Notice: The reproducibility variables underlying each score are classified using an automated LLM-based pipeline, validated against a manually labeled dataset. LLM-based classification introduces uncertainty and potential bias; scores should be interpreted as estimates. Full accuracy metrics and methodology are described in Coakley et alK. L. Coakley, T. Snelleman, H. Hoos, and O. E. Gundersen, "The embrace of open science: An analysis of a decade of AI research and 56 800 conference papers," Under Review, 2026..

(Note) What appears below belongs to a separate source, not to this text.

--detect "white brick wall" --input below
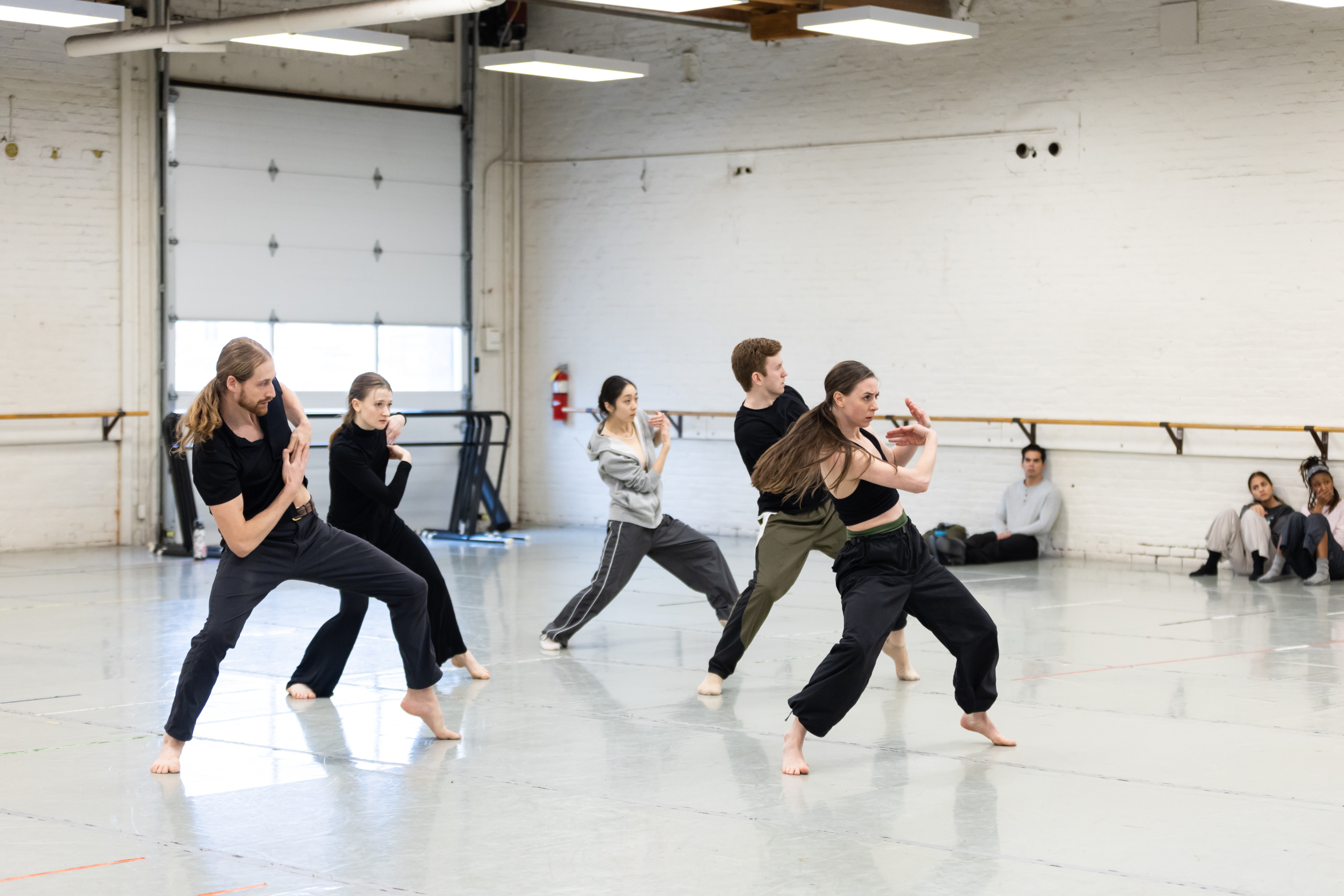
[505,0,1344,564]
[0,23,156,551]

COME: Adding Scene-Centric Forecasting Control to Occupancy World Model

Authors: Yining Shi, Kun Jiang, Qiang Meng, Ke Wang, JiaBao Wang, Wenchao Sun, Tuopu Wen, mengmeng yang, diange yang

NeurIPS 2025 | Venue PDF | LLM Run Details

Reproducibility Variable Result LLM Response
Research Type Experimental Experimental results on the nu Scenes-Occ3D dataset show that COME achieves consistent and significant improvements over state-of-the-art (SOTA) methods across diverse configurations, including different input sources (groundtruth, camera-based, fusion-based occupancy) and prediction horizons (3s and 8s).
Researcher Affiliation Collaboration 1School of Vehicle and Mobility, Tsinghua University 2State Key Laboratory of Intelligent Green Vehicle and Mobility 3Kargobot Inc 4Nankai University
Pseudocode No The paper describes the methodology in Section 3 and illustrates it with Figure 2, but it does not contain any explicitly labeled pseudocode blocks or algorithms in a structured format.
Open Source Code Yes Code is available at https://github.com/synsin0/COME.
Open Datasets Yes Most experiments are conducted on the widely used Occ3D-nu Scenes[22] benchmark, which offers 3D occupancy labels for 18 categories based on the large-scale nu Scenes[3] dataset. We also use Occ3D-Waymo[22] benchmark based on the Waymo Open Dataset[21] (WOD), which has 3D occupancy labels for 16 categories.
Dataset Splits Yes The dataset is split into 700 training, 150 validation, and 150 test driving sequences, each lasting 20 seconds. ... The dataset is split into 798 training and 202 validation driving sequences.
Hardware Specification Yes All models are trained on 4 H20 GPUs and use a learning rate of 1e-4 is not stated specifically.
Software Dependencies Yes The proposed algorithm runs in the python3.9 and torch2.5.1 environment and is expected to be compatible with the torch2.x environment. The environment needs to have mmcv 2.x and mmdet3d 1.1.x installed, and it is basically the same as the environment configuration scheme of Occ World[35] and DOME[4].
Experiment Setup Yes (1) Diffusion-based World Model. We adopt the pre-trained Occ-VAE from DOME [4] and train the diffusion-based world model for 2000 epochs with a total batch size of 128 and a learning rate of 2e-4. (2) Scene-centric Forecasting Module. This module is trained for 12 epochs using a total batch size of 32 and the CBGS resampling strategy [36]. (3) COME Control Net. This component is trained for 1000 epochs with a total batch size of 64.